皆さんからお寄せいただいた生活保護にまつわる体験談やエピソードです。出来るだけ原文に忠実な形でおのせしていますが一部プライバシーに関わる部分は改変してありますのでご了承下さい。

生活保護受給者のその後
お仕事で関係した47歳の女性、K・Kさんの生活保護のお話です。
お住まいは寝屋川市。もともと未婚であり、兄家族とお住まいでした。パートでクリーニング店にお勤めだったKさんですが、持病の糖尿病が悪化し、足先に壊死が始まりました。
ただ、お金がないという状態で治療せず放置、悪化してから駆け込んだ大学病院で、右足の膝下からの切断が決定、手術されました。

その病院に入院中、支払いが滞り、病院のソーシャルワーカーが役所に相談し、生活保護が決まったようです。とはいえ兄家族との同居、兄は支払い能力はないとはいえ働いて収入があります。そこでまず、Kさんを世帯分離し、別にアパートを借り、そこに住所を移して生活保護を申請、受給にいたりました。この話を聞いたときは、そこまで生活保護申請に役所が協力するのかと思ってとても驚きました。

さて、退院してから一人暮らしになるKさん、まず身体障害者手帳を取得、4級が降りました。それとあわせて介護保険申請、64歳以下の二号保険者になりますが、糖尿病での下肢断絶は対象になりますので、要介護1の結果が出ました。私はこの介護保険のほうの担当者としてKさんのサポートをすることになったのです。

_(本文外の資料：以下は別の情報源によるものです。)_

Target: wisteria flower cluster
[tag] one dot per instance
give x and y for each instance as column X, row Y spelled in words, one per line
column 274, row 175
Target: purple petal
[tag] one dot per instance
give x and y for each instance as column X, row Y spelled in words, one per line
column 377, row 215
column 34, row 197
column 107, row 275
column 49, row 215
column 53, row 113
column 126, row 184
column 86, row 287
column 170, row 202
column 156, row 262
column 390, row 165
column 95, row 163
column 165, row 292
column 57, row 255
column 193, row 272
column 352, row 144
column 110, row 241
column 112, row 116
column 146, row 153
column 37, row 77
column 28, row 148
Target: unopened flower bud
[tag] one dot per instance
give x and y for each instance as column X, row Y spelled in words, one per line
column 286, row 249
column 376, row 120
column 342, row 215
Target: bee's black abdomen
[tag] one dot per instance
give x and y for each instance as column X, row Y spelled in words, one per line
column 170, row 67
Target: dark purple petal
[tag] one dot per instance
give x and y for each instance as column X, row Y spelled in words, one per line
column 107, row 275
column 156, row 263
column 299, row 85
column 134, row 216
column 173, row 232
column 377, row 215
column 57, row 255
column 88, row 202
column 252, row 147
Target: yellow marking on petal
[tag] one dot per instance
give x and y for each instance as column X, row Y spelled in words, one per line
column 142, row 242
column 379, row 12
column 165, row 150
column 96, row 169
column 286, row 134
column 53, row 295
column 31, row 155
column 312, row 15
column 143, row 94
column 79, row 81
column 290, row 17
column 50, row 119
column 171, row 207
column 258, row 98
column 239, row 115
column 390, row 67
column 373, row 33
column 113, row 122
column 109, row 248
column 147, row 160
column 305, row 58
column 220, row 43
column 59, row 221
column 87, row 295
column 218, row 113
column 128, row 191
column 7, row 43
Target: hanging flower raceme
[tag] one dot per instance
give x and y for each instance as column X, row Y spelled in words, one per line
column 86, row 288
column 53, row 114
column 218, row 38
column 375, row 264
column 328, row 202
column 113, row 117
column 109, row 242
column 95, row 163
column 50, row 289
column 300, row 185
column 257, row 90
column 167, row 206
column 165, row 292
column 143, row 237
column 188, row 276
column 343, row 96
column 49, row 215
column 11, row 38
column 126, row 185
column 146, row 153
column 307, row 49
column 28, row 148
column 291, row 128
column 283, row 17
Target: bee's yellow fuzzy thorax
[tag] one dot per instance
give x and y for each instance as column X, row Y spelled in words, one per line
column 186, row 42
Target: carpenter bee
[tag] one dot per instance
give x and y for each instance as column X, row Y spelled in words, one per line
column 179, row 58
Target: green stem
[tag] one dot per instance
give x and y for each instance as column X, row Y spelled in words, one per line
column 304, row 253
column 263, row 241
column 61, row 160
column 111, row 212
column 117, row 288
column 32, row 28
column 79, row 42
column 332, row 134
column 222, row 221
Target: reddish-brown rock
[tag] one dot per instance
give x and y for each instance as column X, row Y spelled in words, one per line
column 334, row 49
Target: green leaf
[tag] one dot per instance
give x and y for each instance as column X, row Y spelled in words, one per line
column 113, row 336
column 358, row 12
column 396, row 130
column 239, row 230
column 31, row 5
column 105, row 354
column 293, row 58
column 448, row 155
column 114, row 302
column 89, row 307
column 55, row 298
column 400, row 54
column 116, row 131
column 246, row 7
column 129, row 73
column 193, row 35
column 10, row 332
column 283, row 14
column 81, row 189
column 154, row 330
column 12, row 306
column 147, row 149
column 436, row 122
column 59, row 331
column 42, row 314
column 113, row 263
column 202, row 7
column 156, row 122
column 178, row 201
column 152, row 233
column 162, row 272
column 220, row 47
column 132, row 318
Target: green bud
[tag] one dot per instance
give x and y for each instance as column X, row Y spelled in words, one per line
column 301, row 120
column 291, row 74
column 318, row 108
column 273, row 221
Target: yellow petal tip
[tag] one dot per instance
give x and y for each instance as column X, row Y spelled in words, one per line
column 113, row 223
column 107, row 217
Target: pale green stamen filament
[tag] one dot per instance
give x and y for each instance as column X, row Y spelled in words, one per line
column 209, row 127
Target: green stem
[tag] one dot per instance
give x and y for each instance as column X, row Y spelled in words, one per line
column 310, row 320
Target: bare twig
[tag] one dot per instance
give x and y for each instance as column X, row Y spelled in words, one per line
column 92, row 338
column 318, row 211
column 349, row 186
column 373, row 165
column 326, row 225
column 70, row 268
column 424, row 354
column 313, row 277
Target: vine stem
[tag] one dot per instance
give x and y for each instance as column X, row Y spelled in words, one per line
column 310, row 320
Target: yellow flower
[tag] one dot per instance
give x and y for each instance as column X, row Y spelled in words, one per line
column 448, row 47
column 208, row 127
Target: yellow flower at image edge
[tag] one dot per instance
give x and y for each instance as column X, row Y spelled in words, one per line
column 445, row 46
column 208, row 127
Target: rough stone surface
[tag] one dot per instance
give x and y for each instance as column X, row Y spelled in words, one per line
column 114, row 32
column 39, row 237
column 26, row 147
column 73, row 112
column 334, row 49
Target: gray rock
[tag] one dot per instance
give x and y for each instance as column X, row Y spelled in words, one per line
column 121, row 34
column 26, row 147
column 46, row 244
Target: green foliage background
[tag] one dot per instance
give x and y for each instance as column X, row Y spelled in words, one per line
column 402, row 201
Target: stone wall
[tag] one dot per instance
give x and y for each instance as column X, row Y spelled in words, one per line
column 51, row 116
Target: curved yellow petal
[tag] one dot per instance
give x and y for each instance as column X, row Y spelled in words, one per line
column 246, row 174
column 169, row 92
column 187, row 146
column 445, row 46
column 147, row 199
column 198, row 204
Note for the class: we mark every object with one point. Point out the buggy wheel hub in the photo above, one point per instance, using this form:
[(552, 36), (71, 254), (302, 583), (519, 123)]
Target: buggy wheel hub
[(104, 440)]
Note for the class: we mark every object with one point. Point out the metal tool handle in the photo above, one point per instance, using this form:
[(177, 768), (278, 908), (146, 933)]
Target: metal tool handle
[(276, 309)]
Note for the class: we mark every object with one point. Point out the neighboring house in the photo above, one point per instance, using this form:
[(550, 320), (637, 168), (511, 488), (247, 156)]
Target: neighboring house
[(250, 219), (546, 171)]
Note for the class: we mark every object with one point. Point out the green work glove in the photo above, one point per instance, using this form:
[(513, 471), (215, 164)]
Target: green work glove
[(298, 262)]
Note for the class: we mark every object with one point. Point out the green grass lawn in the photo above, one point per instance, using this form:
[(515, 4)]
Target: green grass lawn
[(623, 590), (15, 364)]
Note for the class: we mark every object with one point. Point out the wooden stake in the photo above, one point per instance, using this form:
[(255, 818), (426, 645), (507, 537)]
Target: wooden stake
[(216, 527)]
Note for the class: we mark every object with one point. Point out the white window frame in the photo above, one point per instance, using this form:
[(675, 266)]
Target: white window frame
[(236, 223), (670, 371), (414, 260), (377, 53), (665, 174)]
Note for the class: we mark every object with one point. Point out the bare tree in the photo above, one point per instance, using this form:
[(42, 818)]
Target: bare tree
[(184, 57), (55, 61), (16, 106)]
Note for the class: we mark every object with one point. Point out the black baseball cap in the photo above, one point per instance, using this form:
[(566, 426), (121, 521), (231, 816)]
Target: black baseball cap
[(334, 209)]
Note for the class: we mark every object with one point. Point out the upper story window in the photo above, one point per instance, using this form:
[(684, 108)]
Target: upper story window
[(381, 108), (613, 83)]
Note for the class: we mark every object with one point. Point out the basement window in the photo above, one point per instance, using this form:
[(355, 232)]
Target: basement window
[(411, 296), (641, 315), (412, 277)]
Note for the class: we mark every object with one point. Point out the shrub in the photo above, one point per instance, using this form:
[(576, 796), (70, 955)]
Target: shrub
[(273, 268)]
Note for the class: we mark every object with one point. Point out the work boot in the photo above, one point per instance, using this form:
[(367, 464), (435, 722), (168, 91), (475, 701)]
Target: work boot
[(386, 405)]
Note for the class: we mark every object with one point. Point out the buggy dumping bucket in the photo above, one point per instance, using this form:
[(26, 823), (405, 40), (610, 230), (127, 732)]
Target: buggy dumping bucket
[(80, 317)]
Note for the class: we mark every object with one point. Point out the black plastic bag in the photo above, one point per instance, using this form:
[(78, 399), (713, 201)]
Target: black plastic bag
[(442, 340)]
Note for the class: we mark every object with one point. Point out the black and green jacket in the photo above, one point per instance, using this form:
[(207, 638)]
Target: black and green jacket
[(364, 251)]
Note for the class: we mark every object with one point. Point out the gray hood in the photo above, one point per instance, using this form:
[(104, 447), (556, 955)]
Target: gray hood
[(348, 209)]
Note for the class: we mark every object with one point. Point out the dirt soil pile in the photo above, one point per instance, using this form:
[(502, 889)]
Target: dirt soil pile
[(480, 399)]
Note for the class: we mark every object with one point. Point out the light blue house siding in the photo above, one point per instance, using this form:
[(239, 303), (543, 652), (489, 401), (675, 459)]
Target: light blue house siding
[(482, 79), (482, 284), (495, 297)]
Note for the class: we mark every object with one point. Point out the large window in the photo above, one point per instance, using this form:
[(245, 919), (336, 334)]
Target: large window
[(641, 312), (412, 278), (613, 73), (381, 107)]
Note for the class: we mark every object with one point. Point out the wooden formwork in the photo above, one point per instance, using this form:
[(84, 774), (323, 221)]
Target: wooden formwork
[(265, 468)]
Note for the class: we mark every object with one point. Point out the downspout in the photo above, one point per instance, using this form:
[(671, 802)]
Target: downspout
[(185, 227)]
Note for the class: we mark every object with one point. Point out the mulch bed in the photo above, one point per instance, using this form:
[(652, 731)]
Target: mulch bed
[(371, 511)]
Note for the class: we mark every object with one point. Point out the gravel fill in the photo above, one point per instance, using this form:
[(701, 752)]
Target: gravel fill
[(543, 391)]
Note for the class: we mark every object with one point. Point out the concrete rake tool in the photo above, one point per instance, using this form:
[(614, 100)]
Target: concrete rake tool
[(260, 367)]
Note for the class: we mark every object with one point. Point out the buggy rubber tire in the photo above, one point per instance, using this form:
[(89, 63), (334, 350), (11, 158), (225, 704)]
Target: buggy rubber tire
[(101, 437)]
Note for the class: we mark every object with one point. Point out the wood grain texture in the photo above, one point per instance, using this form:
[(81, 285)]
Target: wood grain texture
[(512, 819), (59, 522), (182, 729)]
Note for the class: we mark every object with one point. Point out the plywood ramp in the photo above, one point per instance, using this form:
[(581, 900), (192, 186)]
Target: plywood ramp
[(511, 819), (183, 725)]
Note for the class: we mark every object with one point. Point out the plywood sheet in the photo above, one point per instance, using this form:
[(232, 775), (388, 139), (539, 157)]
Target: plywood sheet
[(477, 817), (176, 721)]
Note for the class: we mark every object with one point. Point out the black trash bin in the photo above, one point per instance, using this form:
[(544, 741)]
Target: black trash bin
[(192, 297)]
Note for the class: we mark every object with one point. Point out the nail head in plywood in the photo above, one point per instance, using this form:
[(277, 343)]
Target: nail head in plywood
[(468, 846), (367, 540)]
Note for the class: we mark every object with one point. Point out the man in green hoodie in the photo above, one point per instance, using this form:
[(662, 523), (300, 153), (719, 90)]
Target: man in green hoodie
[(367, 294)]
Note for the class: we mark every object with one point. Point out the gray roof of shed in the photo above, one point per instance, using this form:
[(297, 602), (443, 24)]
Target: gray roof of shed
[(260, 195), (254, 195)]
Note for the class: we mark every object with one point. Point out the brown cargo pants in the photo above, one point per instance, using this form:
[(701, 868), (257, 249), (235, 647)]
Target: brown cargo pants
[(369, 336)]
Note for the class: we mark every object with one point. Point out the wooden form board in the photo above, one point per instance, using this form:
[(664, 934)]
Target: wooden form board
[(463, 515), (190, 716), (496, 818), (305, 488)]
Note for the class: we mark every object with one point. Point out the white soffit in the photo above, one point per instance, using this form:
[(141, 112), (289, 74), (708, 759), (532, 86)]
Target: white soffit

すでに入院中から受給は開始されていましたので、退院後のアパートの環境整備から手配します。介護保険では、住宅改修に20万、福祉用具の購入に10万円が使えますが、Kさんの場合は障害者の補助もあったので、それ以上に使える制度がありました。手すりの場所や物品の選定のために一時外出し、業者との見積もりをしていたとき、Kさんが「自己負担分の支払いは分割でもいいですか?」と聞いてこられたので、生活保護の方は自己負担ないですよ、と説明すると驚かれていました。

生活保護で介護保険を利用すると、保険適応分に関しては支払いは発生しません。この制度がよいのか悪いのかは別として、生活保護の方ほど遠慮なく介護保険を使われる風潮にあるのは確かです。

無事にご退院されてKさんの一人暮らしが始まりました。もともと足が悪いだけですので、生活にほとんど支障はありません。一人で暮らしていく分には、贅沢しなければ十分、なんならパート時代よりゆとりがあると話されていました。若いのでケースワーカーからは少しでも働くようにといわれていたそうですが、生活に不満もないし、働いた分補助が減るだけなので、と今でも就労されていません。ハローワークに行くようにも言われているそうですが、強制力はないとのこと。

生活保護の制度は大切だとは思いますが、働ける人にはもう少し強く仕事を探すように言ってもいいんじゃないかなと思います。そういう支援が今後充実すれば、もっといい制度になるのにな、と感じています。